Yet that's just what Bush did on Thursday, though he did not choose the setting. He was invited to address a couple hundred wealthy conservative benefactors at the winter meeting of the Club for Growth, a group whose advocacy focuses on lowering taxes and shrinking government. Five other potential Republican presidential candidates will speak to the group on Friday and Saturday, including Wisconsin Gov. Scott Walker and Sen. Marco Rubio (Fla.).
On Thursday evening, Bush's pulpit was the ornate Mediterranean Ballroom, where decades ago Italian artists painted a magnificent ceiling fresco that evokes Michelangelo's Sistine Chapel. Here, as his guests nibbled on dessert and sipped coffee from fine china, Bush delivered his "right to rise" message of economic opportunity that has become the centerpiece of his burgeoning presidential campaign.
"How do we create a society of high sustained economic growth where more people can achieve earned success?" Bush asked. He went on to talk about education and fiscal reforms that he argued would create a better path for working Americans to pull themselves out of poverty.

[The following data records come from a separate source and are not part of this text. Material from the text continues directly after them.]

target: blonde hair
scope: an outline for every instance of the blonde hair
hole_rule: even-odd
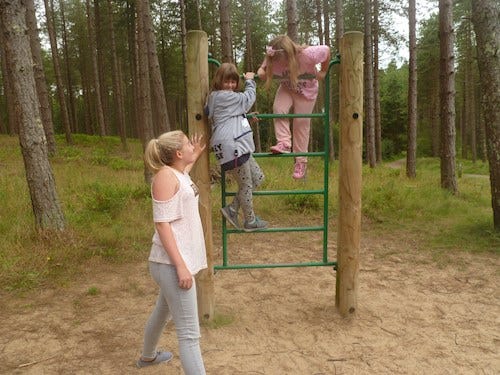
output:
[[[299,81],[299,63],[297,61],[297,55],[307,46],[301,46],[295,43],[288,35],[278,35],[269,42],[269,47],[275,52],[272,54],[266,53],[266,89],[270,87],[273,79],[273,61],[283,55],[288,61],[290,83],[292,87],[297,87]]]
[[[176,151],[183,146],[185,136],[182,130],[173,130],[151,139],[144,151],[146,167],[155,174],[165,165],[172,165]]]
[[[212,91],[222,90],[224,81],[236,81],[236,87],[240,84],[240,74],[236,65],[231,63],[222,63],[222,65],[215,72],[212,80]]]

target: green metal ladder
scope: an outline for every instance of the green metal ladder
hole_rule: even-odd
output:
[[[220,66],[220,62],[208,58],[208,62]],[[257,114],[255,117],[259,119],[274,119],[274,118],[322,118],[324,125],[324,150],[319,152],[296,152],[289,154],[271,154],[271,153],[254,153],[255,158],[265,157],[295,157],[295,156],[314,156],[323,158],[323,188],[319,190],[270,190],[270,191],[254,191],[253,195],[306,195],[316,194],[323,196],[323,225],[310,226],[310,227],[284,227],[284,228],[266,228],[253,231],[252,233],[262,232],[323,232],[323,252],[321,261],[316,262],[303,262],[303,263],[271,263],[271,264],[230,264],[228,258],[228,234],[241,234],[247,233],[240,229],[231,229],[226,225],[226,219],[222,218],[222,264],[214,265],[215,270],[225,269],[247,269],[247,268],[284,268],[284,267],[319,267],[319,266],[333,266],[337,267],[337,262],[331,261],[328,258],[328,190],[329,190],[329,154],[330,154],[330,69],[334,64],[340,63],[340,56],[330,61],[328,72],[325,76],[325,96],[324,96],[324,112],[311,113],[311,114]],[[300,78],[311,78],[311,76],[301,76]],[[250,115],[248,115],[250,117]],[[221,203],[222,207],[226,206],[226,197],[234,196],[236,193],[226,191],[226,178],[225,173],[221,173]]]

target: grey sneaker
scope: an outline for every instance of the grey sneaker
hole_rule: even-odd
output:
[[[224,215],[226,220],[229,221],[233,227],[235,227],[236,229],[241,229],[240,223],[238,221],[238,213],[234,212],[231,209],[231,207],[229,207],[229,206],[222,207],[220,209],[220,212],[222,212],[222,215]]]
[[[259,229],[266,229],[267,228],[267,221],[261,220],[258,216],[255,216],[255,220],[248,222],[245,221],[245,224],[243,225],[243,230],[245,232],[253,232],[255,230]]]
[[[142,359],[139,358],[139,360],[136,362],[137,368],[143,368],[147,366],[153,366],[157,365],[159,363],[163,362],[168,362],[172,359],[174,355],[170,352],[163,352],[163,351],[158,351],[156,352],[156,357],[152,361],[143,361]]]

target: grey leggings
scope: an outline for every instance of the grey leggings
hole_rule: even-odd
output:
[[[154,358],[165,324],[172,318],[179,342],[179,355],[186,375],[205,375],[200,350],[200,325],[196,284],[181,289],[174,266],[149,262],[149,272],[160,287],[156,306],[144,329],[143,357]]]
[[[246,163],[240,165],[238,168],[231,169],[228,173],[231,173],[238,183],[238,192],[229,206],[234,212],[238,212],[238,209],[241,207],[245,221],[254,221],[255,213],[253,211],[252,193],[264,181],[262,169],[260,169],[254,157],[250,155]]]

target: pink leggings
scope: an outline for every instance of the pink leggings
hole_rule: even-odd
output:
[[[297,94],[280,85],[274,97],[273,112],[275,114],[287,114],[293,106],[293,113],[312,113],[316,99],[309,100],[303,95]],[[290,133],[290,119],[275,118],[274,133],[278,142],[286,146],[293,146],[293,152],[307,152],[309,144],[309,130],[311,128],[310,118],[293,119],[293,145]],[[297,157],[296,161],[307,162],[306,157]]]

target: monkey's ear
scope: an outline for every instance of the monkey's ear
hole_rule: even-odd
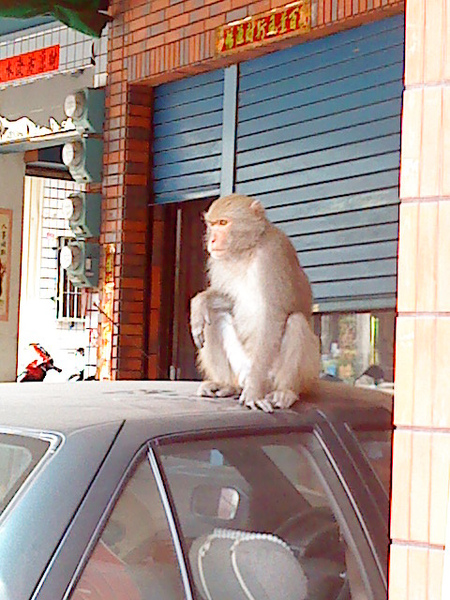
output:
[[[256,215],[264,215],[264,206],[259,200],[253,200],[253,202],[250,204],[250,210],[252,210]]]

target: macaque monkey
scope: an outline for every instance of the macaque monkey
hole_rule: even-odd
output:
[[[205,213],[209,287],[191,300],[206,379],[198,394],[289,408],[319,375],[311,287],[288,237],[257,200],[232,194]]]

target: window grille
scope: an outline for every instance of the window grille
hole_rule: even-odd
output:
[[[56,318],[59,321],[84,321],[85,303],[81,288],[75,287],[67,276],[67,271],[60,263],[61,248],[67,246],[73,238],[58,238],[58,295],[56,301]]]

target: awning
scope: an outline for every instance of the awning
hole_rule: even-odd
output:
[[[111,20],[107,14],[108,0],[0,0],[0,17],[19,19],[51,15],[71,29],[100,37]]]

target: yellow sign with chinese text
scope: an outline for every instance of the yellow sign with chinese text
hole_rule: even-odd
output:
[[[293,2],[260,15],[219,27],[216,31],[218,55],[253,48],[311,29],[310,0]]]

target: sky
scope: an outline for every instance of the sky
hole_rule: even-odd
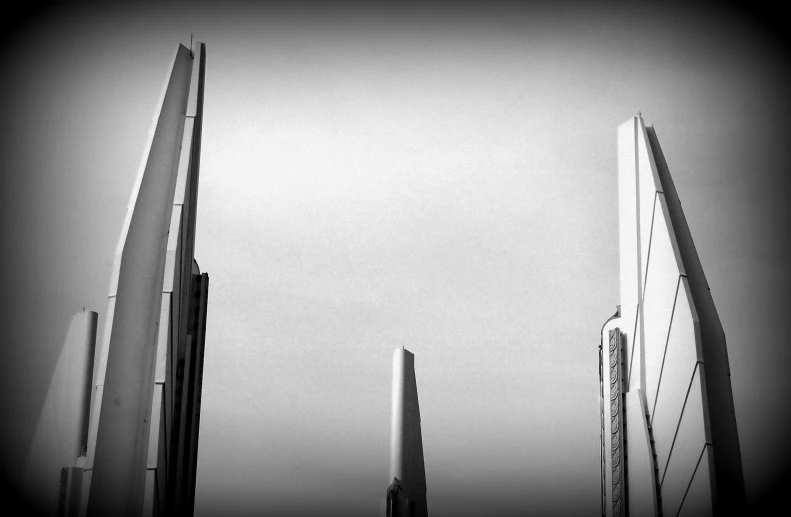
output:
[[[46,5],[2,40],[2,473],[113,253],[173,51],[206,44],[196,515],[371,515],[392,351],[432,516],[600,509],[616,128],[652,123],[728,342],[748,499],[788,486],[788,48],[737,7]]]

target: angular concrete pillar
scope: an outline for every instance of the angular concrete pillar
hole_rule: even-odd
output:
[[[745,495],[725,335],[640,116],[618,128],[618,199],[621,310],[600,353],[603,514],[730,514]]]
[[[24,467],[27,500],[44,515],[73,515],[88,443],[97,314],[74,315]]]
[[[192,508],[175,486],[194,480],[194,458],[175,451],[191,431],[179,424],[192,407],[192,395],[182,397],[184,361],[197,346],[188,325],[200,283],[192,268],[205,54],[202,43],[176,49],[116,250],[86,458],[91,516]]]
[[[405,349],[397,349],[393,354],[389,481],[388,517],[428,515],[415,356]]]

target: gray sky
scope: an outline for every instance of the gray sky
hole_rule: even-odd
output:
[[[3,44],[3,446],[24,459],[179,42],[206,43],[196,515],[370,515],[392,350],[433,516],[599,509],[616,134],[653,123],[728,339],[747,494],[788,468],[785,49],[736,10],[42,11]],[[5,276],[7,275],[7,277]]]

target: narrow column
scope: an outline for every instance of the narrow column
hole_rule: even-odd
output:
[[[426,517],[426,470],[415,356],[399,348],[393,354],[393,407],[390,434],[390,476],[386,515]]]
[[[93,311],[72,318],[30,444],[23,471],[24,495],[31,509],[43,515],[72,515],[70,508],[79,504],[96,322]]]
[[[179,45],[152,124],[113,268],[97,402],[96,445],[87,513],[142,513],[154,395],[157,335],[169,223],[188,109],[193,55]]]

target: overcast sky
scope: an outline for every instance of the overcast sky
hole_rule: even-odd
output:
[[[224,7],[218,7],[223,5]],[[644,4],[189,2],[3,41],[3,472],[112,257],[176,45],[206,43],[196,515],[363,516],[415,354],[432,516],[594,515],[616,128],[653,123],[728,340],[747,495],[788,469],[787,48]]]

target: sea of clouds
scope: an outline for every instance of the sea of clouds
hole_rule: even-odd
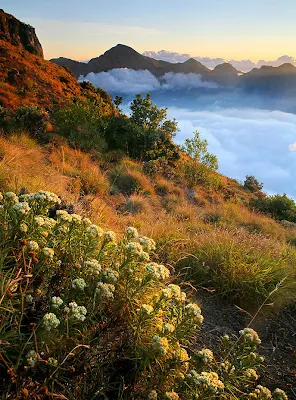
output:
[[[89,81],[96,87],[101,87],[110,93],[143,93],[156,90],[172,89],[216,89],[217,83],[203,81],[198,74],[182,74],[168,72],[157,79],[148,70],[133,70],[128,68],[115,68],[108,72],[91,72],[80,76],[79,81]]]
[[[178,121],[177,143],[198,130],[218,156],[221,173],[240,181],[254,175],[267,193],[296,199],[296,114],[272,108],[279,103],[263,109],[268,99],[248,100],[246,94],[217,90],[215,83],[195,74],[169,73],[158,80],[149,71],[114,69],[86,79],[114,96],[123,95],[126,113],[134,94],[152,92],[153,101],[168,106],[169,117]]]
[[[175,141],[198,130],[219,159],[219,170],[243,181],[254,175],[269,194],[296,198],[296,115],[259,109],[188,110],[171,107],[178,121]]]

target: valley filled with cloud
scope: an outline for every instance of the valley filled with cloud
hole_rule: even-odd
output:
[[[136,93],[168,107],[178,121],[178,144],[198,130],[219,159],[222,174],[243,181],[254,175],[267,193],[296,198],[296,115],[291,99],[243,93],[203,81],[196,74],[167,73],[157,79],[149,71],[113,69],[90,73],[89,80],[112,95],[122,95],[124,111]]]

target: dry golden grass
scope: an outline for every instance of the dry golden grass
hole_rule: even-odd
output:
[[[155,177],[155,192],[159,196],[174,194],[180,199],[184,197],[184,191],[179,186],[176,186],[172,181],[169,181],[160,175]]]
[[[89,154],[71,149],[67,145],[55,146],[49,155],[53,168],[61,174],[79,178],[84,194],[106,195],[109,193],[109,181],[103,174],[98,162],[91,160]]]
[[[287,244],[295,243],[294,225],[223,201],[219,193],[205,199],[205,188],[197,188],[199,201],[193,201],[183,188],[163,178],[157,183],[167,188],[167,194],[157,195],[155,181],[129,159],[113,167],[107,179],[98,161],[65,143],[41,147],[25,134],[2,137],[0,156],[1,190],[50,190],[104,228],[121,232],[133,225],[157,241],[159,261],[183,272],[190,268],[187,278],[235,299],[243,291],[246,302],[261,300],[284,276],[288,279],[282,304],[295,297],[296,251]],[[109,181],[110,173],[127,176],[128,190],[130,182],[135,185],[131,193],[110,194],[116,184]]]
[[[46,151],[24,134],[10,140],[0,138],[1,189],[19,192],[41,189],[58,193],[67,201],[75,201],[75,179],[56,171],[47,160]]]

In his remarks, Bush tried to assert his conservative credentials. He argued that he campaigned for governor of Florida as a conservative and, serving two terms in office, governed as one, too. He recalled signing a controversial executive order getting rid of affirmative action, a move that eliminated race as a factor in college admissions at state universities.
Referencing African American and Hispanic students, he said, "They don't need to have a lower standard to get into a university. They need to have higher achievement to be able to go to universities." The crowd applauded.
At a moment when income inequality is a driving issue in politics, presidential hopefuls in both parties have been and are likely to continue spending considerable time hobnobbing with the wealthy -- in part by necessity, considering how influential big donors have become under the new system of unlimited contributions to super PACs.
Many of the public appearances Democrat Hillary Rodham Clinton has made in the two years since stepping down as secretary of state have been at black-tie soirees, where she collects awards for her public service, or at industry conventions, for which she typically is paid between $200,000 and $300,000 for each appearance.
But the optics could be particularly damaging for Republicans considering their struggle in recent presidential elections to convince voters they understand the plight of working- and middle-class voters.
Since announcing last December that he was seriously exploring a presidential campaign, Bush has tried to prove that he is no Romney -- that is, that he can display compassion and sensitivities for the poor and minorities to help the Republican Party expand its demographic appeal.
As the Republican presidential nominee in 2012, Romney struggled mightily in this area. He allowed President Obama to castigate him as a rich plutocrat who was hopelessly out of touch with the middle class. In an infamous secret video recording, Romney was seen dismissing "47 percent" of Americans as government moochers to a gathering of wealthy donors in Boca Raton, another tony beach community just 28 miles down the highway from here.
Yet here was Bush on Thursday, surrounded by emblems of wealth (the hotel driveway was packed with Teslas, Bentleys and other luxury cars) talking to rich people about the poor.
"I believe, and I hope you do too, that poor people aren't dumb," Bush said. "Poor people need to be empowered with good education. But once they're empowered, they can make choices for themselves and their families."